We can also see that the error measures vary quite significantly between the training and testing sets. Some variation is expected (we will always see lower $R^2$ and higher error on testing compared to training sets), but significant variation may indicate that the model is **overfitted** to the training data, and does not **generalise** well to the testing data.
%% Cell type:markdown id: tags:
### Analysis of Coefficients
We can investigate the model coefficients to get an idea of the importance of each independent variable in predicting `Y`. However, we cannot directly compare coefficients as their dimensions are different.
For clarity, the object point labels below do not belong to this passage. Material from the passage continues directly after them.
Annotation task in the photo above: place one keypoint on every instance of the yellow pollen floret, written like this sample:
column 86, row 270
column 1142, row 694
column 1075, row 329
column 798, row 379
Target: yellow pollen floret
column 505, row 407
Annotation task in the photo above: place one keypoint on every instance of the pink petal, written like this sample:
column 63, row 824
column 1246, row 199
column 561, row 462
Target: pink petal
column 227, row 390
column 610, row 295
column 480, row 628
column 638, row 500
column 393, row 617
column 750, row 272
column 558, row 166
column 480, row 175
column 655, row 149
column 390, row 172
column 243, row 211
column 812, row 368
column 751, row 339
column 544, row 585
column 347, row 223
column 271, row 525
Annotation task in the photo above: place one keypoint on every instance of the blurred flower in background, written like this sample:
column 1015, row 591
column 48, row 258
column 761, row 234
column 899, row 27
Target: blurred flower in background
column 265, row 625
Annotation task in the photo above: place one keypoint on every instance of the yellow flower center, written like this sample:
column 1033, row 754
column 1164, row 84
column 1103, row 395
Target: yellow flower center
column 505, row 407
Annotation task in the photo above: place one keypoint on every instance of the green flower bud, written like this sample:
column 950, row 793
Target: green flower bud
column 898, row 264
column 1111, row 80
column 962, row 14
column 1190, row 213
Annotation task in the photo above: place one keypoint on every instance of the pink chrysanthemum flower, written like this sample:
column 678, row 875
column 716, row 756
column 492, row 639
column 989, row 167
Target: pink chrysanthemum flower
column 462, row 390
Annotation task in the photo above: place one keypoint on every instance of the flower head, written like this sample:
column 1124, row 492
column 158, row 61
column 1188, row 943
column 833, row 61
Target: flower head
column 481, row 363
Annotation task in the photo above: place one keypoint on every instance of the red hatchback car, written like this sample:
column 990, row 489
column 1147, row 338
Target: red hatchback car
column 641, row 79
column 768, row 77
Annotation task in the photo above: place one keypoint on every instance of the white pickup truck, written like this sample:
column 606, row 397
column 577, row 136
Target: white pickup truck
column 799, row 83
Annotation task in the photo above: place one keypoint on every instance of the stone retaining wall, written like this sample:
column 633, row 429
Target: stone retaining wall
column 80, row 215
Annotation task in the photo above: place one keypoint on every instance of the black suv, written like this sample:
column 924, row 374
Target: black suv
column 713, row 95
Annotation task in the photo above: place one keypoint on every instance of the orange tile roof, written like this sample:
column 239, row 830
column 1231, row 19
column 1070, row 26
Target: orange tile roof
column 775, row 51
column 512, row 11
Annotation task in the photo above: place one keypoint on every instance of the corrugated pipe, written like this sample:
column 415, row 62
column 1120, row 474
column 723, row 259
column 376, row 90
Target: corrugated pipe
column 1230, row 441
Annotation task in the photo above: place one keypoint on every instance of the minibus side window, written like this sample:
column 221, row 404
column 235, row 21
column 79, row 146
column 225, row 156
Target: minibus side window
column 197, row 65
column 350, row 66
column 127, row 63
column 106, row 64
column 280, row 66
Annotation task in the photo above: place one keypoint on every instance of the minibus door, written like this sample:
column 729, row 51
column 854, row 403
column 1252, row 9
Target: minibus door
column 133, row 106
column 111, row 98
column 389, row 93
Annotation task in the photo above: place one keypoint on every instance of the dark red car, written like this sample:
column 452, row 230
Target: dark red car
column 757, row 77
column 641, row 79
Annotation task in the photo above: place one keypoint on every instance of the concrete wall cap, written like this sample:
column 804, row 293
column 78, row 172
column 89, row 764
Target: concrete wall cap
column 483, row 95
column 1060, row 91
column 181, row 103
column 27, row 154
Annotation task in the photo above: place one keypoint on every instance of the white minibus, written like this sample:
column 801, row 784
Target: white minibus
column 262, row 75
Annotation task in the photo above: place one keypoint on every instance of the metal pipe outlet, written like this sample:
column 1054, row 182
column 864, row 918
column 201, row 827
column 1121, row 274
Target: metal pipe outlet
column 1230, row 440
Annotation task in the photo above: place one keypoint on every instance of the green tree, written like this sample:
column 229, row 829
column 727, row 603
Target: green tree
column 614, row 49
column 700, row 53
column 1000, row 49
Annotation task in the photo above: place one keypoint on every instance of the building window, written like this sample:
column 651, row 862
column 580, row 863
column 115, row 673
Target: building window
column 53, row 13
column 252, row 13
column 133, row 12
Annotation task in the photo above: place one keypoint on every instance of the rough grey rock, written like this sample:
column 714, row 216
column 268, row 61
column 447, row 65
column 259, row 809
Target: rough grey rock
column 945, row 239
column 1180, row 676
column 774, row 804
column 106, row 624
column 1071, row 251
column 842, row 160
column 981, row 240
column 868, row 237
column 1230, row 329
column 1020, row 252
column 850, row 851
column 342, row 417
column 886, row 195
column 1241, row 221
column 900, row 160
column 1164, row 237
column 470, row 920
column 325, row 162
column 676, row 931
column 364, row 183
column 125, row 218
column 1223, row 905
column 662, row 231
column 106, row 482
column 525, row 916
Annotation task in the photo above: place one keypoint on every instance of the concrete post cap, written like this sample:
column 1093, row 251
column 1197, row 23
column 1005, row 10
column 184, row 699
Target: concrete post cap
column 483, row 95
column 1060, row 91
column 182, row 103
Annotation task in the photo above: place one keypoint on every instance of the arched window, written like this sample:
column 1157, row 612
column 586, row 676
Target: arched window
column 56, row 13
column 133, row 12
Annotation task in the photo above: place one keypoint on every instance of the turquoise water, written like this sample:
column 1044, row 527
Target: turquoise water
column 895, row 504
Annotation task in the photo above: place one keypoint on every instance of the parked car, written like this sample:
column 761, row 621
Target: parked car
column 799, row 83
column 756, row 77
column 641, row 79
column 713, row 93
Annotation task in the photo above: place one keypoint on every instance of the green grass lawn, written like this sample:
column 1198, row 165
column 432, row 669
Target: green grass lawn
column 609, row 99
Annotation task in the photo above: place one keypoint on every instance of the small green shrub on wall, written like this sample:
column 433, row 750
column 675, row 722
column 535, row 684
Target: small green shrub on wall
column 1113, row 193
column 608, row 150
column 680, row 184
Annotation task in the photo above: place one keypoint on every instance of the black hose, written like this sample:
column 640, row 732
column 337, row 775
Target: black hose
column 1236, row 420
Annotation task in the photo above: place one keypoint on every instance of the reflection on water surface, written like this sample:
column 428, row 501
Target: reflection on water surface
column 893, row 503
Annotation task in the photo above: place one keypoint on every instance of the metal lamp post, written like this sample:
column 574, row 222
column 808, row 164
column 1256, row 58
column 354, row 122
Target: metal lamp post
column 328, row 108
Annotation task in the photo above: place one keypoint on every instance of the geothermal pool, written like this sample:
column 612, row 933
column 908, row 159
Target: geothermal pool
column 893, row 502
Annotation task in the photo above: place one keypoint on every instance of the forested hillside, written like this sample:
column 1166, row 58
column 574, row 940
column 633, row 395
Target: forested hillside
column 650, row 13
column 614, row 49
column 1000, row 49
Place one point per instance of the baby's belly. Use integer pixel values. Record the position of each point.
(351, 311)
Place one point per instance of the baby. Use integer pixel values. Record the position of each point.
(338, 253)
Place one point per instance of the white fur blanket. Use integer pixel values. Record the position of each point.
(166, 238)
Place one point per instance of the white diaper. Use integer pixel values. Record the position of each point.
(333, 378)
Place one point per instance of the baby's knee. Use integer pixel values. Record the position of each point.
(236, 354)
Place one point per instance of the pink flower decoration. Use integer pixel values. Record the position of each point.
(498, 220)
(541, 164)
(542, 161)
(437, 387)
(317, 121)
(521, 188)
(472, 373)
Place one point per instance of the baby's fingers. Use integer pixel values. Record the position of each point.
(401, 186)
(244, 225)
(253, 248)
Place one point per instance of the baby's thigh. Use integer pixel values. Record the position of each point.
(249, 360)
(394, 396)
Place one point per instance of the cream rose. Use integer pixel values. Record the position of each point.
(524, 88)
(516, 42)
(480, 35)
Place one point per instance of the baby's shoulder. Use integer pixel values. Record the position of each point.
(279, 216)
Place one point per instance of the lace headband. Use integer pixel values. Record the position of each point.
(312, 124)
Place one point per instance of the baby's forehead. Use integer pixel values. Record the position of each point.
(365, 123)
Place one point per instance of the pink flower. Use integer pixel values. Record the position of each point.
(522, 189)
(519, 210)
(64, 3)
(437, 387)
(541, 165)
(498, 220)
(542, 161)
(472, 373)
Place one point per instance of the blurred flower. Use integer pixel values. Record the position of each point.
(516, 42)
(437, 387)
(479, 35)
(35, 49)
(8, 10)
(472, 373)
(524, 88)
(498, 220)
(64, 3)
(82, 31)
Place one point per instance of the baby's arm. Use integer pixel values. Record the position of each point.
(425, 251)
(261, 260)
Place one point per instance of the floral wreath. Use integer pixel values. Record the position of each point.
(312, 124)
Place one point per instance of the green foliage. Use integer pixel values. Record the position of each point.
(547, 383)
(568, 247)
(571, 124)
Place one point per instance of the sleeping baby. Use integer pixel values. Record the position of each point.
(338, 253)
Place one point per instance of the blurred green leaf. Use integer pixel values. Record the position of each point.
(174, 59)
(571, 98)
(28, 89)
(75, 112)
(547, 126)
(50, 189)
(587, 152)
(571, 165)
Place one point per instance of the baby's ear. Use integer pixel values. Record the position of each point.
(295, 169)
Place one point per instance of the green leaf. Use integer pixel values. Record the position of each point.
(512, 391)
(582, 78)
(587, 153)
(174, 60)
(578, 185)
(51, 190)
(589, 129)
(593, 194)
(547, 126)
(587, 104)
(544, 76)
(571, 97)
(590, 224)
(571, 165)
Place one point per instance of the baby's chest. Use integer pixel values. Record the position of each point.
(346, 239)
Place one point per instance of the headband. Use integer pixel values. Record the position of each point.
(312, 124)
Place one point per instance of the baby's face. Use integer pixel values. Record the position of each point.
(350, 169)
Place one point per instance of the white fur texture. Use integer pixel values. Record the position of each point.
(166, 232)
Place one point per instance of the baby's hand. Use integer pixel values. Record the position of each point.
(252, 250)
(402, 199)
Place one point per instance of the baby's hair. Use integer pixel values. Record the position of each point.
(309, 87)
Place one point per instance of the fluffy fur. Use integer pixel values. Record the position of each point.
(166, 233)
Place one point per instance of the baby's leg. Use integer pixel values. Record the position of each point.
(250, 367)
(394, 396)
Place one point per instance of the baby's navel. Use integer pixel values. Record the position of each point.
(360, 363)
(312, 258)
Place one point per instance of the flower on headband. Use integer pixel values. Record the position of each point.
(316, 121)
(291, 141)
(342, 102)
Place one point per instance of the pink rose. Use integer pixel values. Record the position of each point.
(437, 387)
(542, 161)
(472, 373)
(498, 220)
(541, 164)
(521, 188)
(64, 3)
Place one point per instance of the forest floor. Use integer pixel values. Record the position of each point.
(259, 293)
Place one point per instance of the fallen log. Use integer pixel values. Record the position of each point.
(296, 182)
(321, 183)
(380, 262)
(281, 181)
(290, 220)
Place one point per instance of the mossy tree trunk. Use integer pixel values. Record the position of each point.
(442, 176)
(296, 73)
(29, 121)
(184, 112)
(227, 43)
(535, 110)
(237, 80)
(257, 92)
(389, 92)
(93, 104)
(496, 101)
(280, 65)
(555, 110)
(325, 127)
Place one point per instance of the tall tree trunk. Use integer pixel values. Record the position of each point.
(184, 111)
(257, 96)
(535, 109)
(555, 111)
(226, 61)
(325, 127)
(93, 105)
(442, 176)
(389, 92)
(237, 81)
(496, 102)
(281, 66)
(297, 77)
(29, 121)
For example, the `AGE` coefficient will be inversely proportional to years, while the `BP` coefficient will be inversely proportional to mm of Hg. Hence to compare the coefficients we need to make them dimensionless and we also need to know the variability of each of the dependent variables.
%% Cell type:code id: tags:
``` python
feature_names = X.columns.tolist() # write the column names to a list
# create a dataframe for which the columns are the feature names and regression coefficient
coefficients = pd.Series(data=linear.coef_.transpose(), index=feature_names)
coefficients.plot(kind='bar', figsize=(10, 7)) # plot these as a bar plot
plt.title('Linear Regression: Coefficient Importance') # add a title
plt.axhline(y=0, color='.5') # add the reference line y = 0
plt.subplots_adjust(left=.3) # move to the left a little bit
```
%%%% Output: display_data
![]()
%% Cell type:markdown id: tags:
The variability of the features can be obtained from the standard deviation, which also has the same dimensions as the original variables. We can see a roughly inverse relationship between the coefficients and the standard deviation, i.e., as one goes up the other goes down.
%% Cell type:code id: tags:
``` python
X_train.std(axis=0).plot(kind='bar', figsize=(10, 7)) # plot the standard deviation of the training set features
plt.title('Features std. dev.') # add a title
plt.subplots_adjust(left=.3) # move a bit to the left
```
%%%% Output: display_data
![]()
%% Cell type:markdown id: tags:
Hence the importance of each coefficient can be found by multiplying the coefficient by the standard deviation for each variable. This suggests that `S1` and `S2` have significant effects on `Y`, which contradicts the conclusions drawn from the corrrelation table earlier. What we haven't yet taken into account is the variability of the coefficients.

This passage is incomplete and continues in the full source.